Shell celebrates the first steel cut for the first steel cut for the game-changing Prelude floating liquefied natural gas project’s substructure. The sheet of steel weighs 7.6 tonnes, is 4.3 metres wide, 13.8 metres long and 16.5 millimetres thick. Image: Royal Dutch Shell
LONDON–Royal Dutch Shell PLC (RDSA) said Thursday that major construction had begun on the world’s first floating vessel that will use new technology to produce liquefied natural gas aboard.
The oil multinational said it had begun the cutting of the first steel for the Prelude floating liquefied natural gas, or FLNG, facility that will develop gas fields 200 kilometers off the coast of Australia.
“We are cutting 7.6 (metric) tons of steel for the Prelude floating liquefied natural gas facility today, but in total more than 260,000 tons of steel will be fabricated and assembled for the facility,” said Shell’s Projects and Technology Director Matthias Bichsel.

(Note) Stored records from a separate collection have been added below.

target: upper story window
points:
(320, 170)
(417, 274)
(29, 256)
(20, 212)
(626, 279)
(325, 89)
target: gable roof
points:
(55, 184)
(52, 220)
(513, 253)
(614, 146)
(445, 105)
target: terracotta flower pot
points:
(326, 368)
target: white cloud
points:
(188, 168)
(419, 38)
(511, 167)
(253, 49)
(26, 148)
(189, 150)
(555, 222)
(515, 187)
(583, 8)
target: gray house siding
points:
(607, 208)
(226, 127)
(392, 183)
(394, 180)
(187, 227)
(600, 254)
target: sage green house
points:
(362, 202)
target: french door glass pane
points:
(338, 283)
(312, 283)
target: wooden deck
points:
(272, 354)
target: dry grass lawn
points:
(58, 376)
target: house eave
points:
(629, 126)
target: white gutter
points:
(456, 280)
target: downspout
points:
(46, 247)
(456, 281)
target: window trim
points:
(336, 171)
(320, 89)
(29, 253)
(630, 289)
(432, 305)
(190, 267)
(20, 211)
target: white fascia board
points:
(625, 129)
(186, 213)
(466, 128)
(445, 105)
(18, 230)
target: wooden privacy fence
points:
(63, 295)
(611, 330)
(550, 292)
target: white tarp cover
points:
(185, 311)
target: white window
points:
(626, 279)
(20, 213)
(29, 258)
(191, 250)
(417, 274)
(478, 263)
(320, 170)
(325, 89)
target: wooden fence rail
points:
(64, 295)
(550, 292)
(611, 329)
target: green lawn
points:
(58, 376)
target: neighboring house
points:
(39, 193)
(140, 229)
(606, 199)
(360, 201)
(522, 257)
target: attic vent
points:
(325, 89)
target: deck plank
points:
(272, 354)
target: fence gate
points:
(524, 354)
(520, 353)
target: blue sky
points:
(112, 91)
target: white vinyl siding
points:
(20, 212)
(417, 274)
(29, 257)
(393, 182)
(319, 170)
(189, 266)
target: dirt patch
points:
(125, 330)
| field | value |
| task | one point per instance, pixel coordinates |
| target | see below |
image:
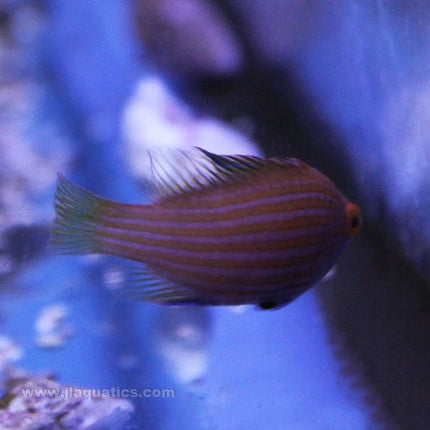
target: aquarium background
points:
(88, 87)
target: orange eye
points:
(354, 219)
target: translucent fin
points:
(76, 210)
(176, 172)
(133, 281)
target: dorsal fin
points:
(177, 172)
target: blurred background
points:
(88, 87)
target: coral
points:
(36, 402)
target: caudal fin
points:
(77, 211)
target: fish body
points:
(233, 230)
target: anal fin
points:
(133, 281)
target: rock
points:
(189, 37)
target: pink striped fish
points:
(223, 230)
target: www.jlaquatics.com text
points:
(95, 393)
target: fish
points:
(220, 229)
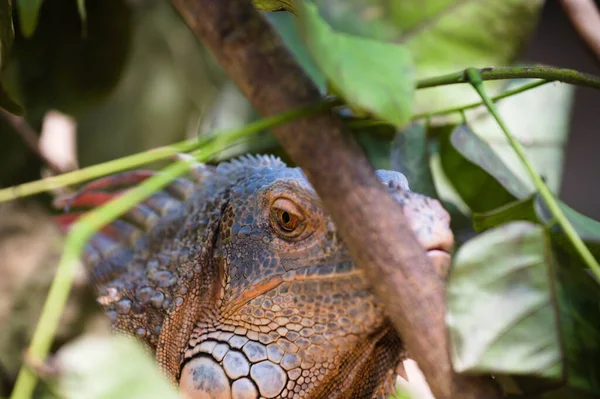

The completed Prelude FLNG facility will be 488 meters long and 74 meters wide, making it the largest offshore floating facility ever built, Shell said. It will produce gas at sea, turn it into liquefied natural gas and then transfer it directly to ships that will transport it to customers.
At peak levels, around 5,000 people will be working on the construction of the FLNG facility in South Korea and another 1,000 will build the turret mooring system, subsea and wells equipment in other locations across the globe, Shell said.
A pioneer of FLNG technology, Shell is targeting first production in 2016.